History doesn’t repeat exactly—but it often rhymes. Right now, that rhythm sounds familiar. Artificial intelligence has become the hottest investment theme on Earth, with billions flowing into AI startups, chipmakers, and data centers. Everyone says it’s a once-in-a-lifetime opportunity.

But when you step back, the pattern looks hauntingly like 1998—the height of the dot-com boom.
Remember 1998: The Dot-Com Euphoria
In the late 1990s, investors believed the internet would change everything—and they were right. But they got the timing wrong.
Money flooded into any company with a “.com” at the end of its name. Stocks soared for a few years, then crashed in spectacular fashion. The Nasdaq collapsed nearly 80%. Even Bill Gates lost $1.8 billion in a single week. More than half of all dot-com companies disappeared.
The technology revolution survived—but investors who ignored valuations didn’t.
Déjà Vu: The AI Boom of Today
Fast forward to 2025. AI feels like the internet did in 1999: unstoppable. Every company claims to be “AI-powered,” and every investor wants exposure.
The problem? The same psychology that inflated the dot-com bubble is now driving AI euphoria. Legendary investor John Templeton once warned:
“The four most dangerous words in investing are: This time it’s different.”
History suggests it rarely is.
The Magnificent Seven and the AI Arms Race
Seven U.S. tech giants—Apple, Amazon, Alphabet, Meta, Microsoft, Nvidia, and Tesla—now account for roughly 36% of the entire S&P 500. Each is racing to dominate the AI frontier:
- Tesla – $5 billion into autonomous driving and xAI.
- Apple – $10.7 billion to reinvent Siri.
- Meta – $60 billion for data centers and the metaverse.
- Google – $75 billion in AI initiatives.
- Microsoft – $80 billion for OpenAI and supercomputers.
- Amazon – $100 billion for AWS AI infrastructure.
That’s $330 billion in a single year—more than the GDP of Finland. The spending frenzy is so large that it’s sustaining U.S. economic growth and masking signs of a slowdown.
The “AI Money Machine”: Circular Revenue Loops
Beneath the surface, a strange financial ecosystem has emerged.
- Microsoft invests billions in OpenAI.
- OpenAI pays Microsoft for cloud services.
- Microsoft spends that money on Nvidia chips.
- Nvidia reinvests in OpenAI.
Each company records revenue, stock prices rise—and yet, little new economic value is created. It’s financial alchemy that looks good on paper but may prove fragile.
Example: OpenAI reportedly signed a $300 billion contract with Oracle, which then committed to buying Nvidia chips.
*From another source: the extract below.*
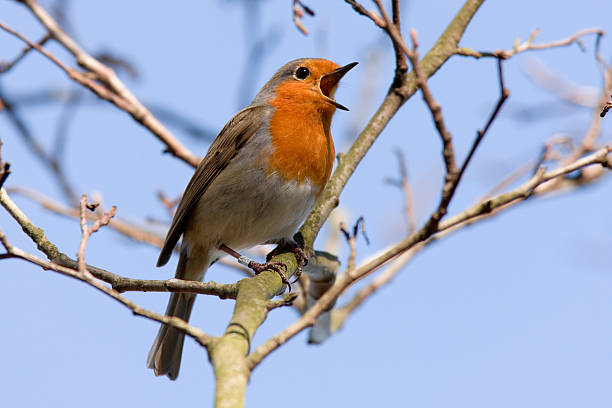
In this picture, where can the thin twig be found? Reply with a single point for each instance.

Nvidia agreed to reinvest billions into OpenAI.
Nvidia’s stock has since surged 1,600% since ChatGPT launched—making it the biggest winner in this circular cycle. But even shovel-makers can stumble when the gold rush ends.
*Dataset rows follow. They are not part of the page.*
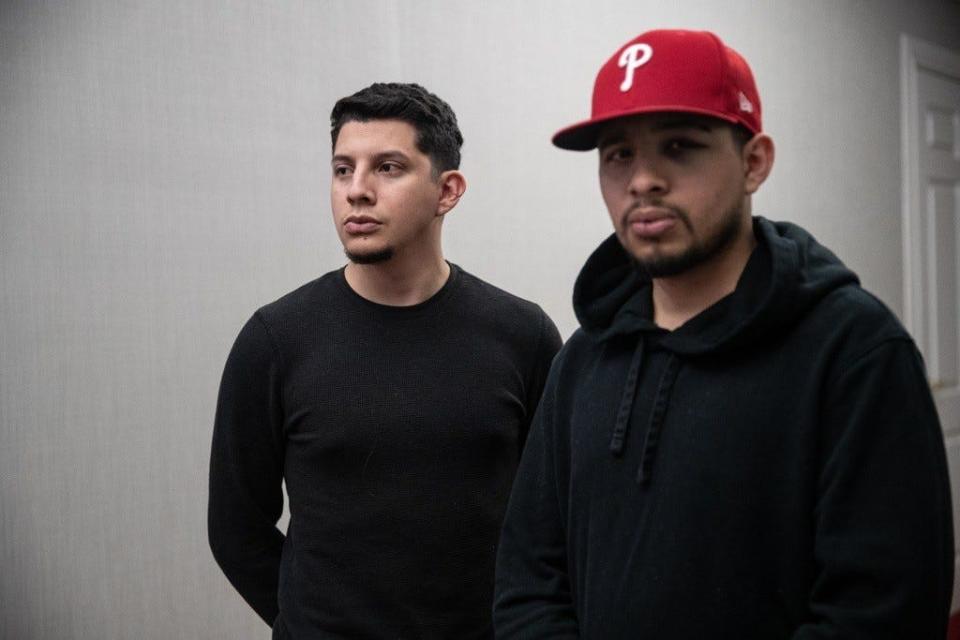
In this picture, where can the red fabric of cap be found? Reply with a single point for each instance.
(669, 70)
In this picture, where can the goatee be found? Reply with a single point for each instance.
(372, 257)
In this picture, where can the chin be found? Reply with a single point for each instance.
(369, 255)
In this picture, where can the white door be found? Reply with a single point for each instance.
(931, 225)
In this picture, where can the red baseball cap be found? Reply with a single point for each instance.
(669, 70)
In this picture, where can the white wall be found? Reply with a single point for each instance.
(163, 172)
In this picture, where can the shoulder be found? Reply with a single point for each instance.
(854, 322)
(492, 305)
(321, 290)
(496, 300)
(489, 310)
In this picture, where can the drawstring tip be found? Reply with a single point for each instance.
(642, 476)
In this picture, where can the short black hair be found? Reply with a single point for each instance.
(741, 135)
(438, 135)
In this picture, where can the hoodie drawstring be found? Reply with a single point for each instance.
(655, 424)
(656, 418)
(626, 402)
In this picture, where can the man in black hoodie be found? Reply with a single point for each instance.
(739, 441)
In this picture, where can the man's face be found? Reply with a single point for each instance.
(675, 187)
(383, 193)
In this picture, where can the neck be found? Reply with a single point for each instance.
(396, 282)
(679, 298)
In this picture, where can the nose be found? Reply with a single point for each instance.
(360, 191)
(647, 179)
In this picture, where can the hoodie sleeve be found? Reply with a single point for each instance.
(246, 463)
(884, 537)
(532, 599)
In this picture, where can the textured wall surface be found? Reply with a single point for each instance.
(164, 171)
The Profit Problem Behind AI
For all the hype, most AI firms are not profitable. OpenAI is valued near $500 billion yet earns only about $12 billion annually while losing money each month.
The valuations depend on future potential—advertising, product recommendations, adult content for verified users, and replacing human labor—not current profits. It’s speculation on what might happen, not what is happening.

The Coming “Data Wall”
AI’s rapid progress depends on massive datasets of human-generated content. But that supply is finite. Experts estimate that by 2027, AI models will have consumed nearly all publicly available internet data.
Once that happens, improvement could slow dramatically. Unlike humans, AI can’t learn from lived experience. Without new kinds of data—emotional, sensory, or interactive—the growth curve could flatten, and investor optimism could crumble.
Are We in a Bubble?
Not yet—but the warning lights are flashing.
- Extreme overvaluations
- Circular accounting and artificial revenue
- Geopolitical tension between the U.S. and China
- Explosive energy and infrastructure costs
AI has real utility, unlike some dot-com fads. But hype can still exceed value. The bubble may not have burst—but it’s inflating fast.
How to Invest Wisely in the Age of AI
Smart investors don’t fear bubbles—they prepare for them.
- Automate your investing. Contribute monthly to broad, low-cost index funds.
- Avoid leverage and debt. Stay liquid when others panic.
- Diversify across stocks, bonds, real estate, crypto, and commodities.
- Grow your income—through promotions, new skills, or side hustles.
When the dot-com bubble burst, disciplined investors who kept buying eventually made fortunes. The same principle applies now.

Final Thoughts
AI could transform the world—and it probably will. But markets often price in the future long before the future arrives.
This might be the dawn of a new industrial era—or the prelude to another spectacular correction.
Either way, history is whispering the same warning it gave in 1999:
Be excited. Be curious. But don’t be blind.